Then he pounced on her. He caught her by both wrists and jerked her to her feet before him, almost upsetting the tea-things.

"Answer me...." he said. "Has that brute kissed you?"

"Yes, dear," said Belinda, eyeing him calmly; but the garnet sparkles were in her eyes.

"You...!" He choked, controlled himself. "On the mouth?" he asked huskily.
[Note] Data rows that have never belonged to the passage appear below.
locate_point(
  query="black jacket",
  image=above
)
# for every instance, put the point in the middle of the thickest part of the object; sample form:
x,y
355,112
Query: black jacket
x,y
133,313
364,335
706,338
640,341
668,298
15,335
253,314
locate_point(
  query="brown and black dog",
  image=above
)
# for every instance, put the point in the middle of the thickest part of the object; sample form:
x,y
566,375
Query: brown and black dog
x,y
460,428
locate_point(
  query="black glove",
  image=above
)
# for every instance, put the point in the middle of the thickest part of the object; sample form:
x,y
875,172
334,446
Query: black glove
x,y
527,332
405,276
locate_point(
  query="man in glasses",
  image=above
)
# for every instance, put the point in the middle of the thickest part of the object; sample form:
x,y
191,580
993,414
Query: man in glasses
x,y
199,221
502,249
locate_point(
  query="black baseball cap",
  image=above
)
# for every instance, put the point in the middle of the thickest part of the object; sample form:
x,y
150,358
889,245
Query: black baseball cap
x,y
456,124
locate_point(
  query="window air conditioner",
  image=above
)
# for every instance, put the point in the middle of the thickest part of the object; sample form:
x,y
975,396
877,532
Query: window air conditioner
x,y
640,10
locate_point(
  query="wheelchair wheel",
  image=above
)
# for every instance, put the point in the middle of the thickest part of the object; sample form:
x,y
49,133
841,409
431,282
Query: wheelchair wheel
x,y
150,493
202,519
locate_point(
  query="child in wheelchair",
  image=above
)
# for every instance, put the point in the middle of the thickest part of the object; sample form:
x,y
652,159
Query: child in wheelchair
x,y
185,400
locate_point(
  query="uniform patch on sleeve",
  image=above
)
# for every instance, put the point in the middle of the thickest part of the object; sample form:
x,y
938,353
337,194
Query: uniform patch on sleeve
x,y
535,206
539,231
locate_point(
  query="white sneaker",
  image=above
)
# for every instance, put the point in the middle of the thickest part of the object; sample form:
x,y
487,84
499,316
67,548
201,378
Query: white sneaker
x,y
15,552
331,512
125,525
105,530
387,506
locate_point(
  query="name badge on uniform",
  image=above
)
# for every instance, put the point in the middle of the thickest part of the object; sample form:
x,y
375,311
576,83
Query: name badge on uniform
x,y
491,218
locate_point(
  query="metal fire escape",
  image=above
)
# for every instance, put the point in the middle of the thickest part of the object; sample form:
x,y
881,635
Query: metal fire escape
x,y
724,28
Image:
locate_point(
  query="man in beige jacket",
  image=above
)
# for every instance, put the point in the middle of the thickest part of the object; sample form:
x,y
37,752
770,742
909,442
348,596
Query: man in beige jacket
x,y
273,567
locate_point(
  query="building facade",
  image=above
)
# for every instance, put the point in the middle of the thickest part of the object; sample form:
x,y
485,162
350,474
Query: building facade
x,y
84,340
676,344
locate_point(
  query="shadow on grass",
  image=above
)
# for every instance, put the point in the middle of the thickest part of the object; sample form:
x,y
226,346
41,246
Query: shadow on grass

"Oh, yes, dear!" said Belinda, and she laughed. His gaunt, furious face filled her with fierce joy. He was paying—paying—paying. Drop by drop she would wring from him all that he owed her. She had never enjoyed anything more in her fierce, wilful little life—not even Loring's kisses—than she enjoyed lying to him now. For she was lying when she said that Cuthbridge had kissed her on her lips—at least, in the way that Morris meant. Perhaps one of her chief charms for the satiated young rouÉ to whom she was engaged was her Cossack-maiden savagery of reluctance in matters of pre-marital love-making. But she chose that Morris should think that another man with the right to do it had kissed her as he had once kissed her, with no right but what her own love had given him.

He stood now, looking at her, his face inflamed with the strange fever of mingled hatred and desire. "Faugh!" he said at last, turning from her as from something sickening.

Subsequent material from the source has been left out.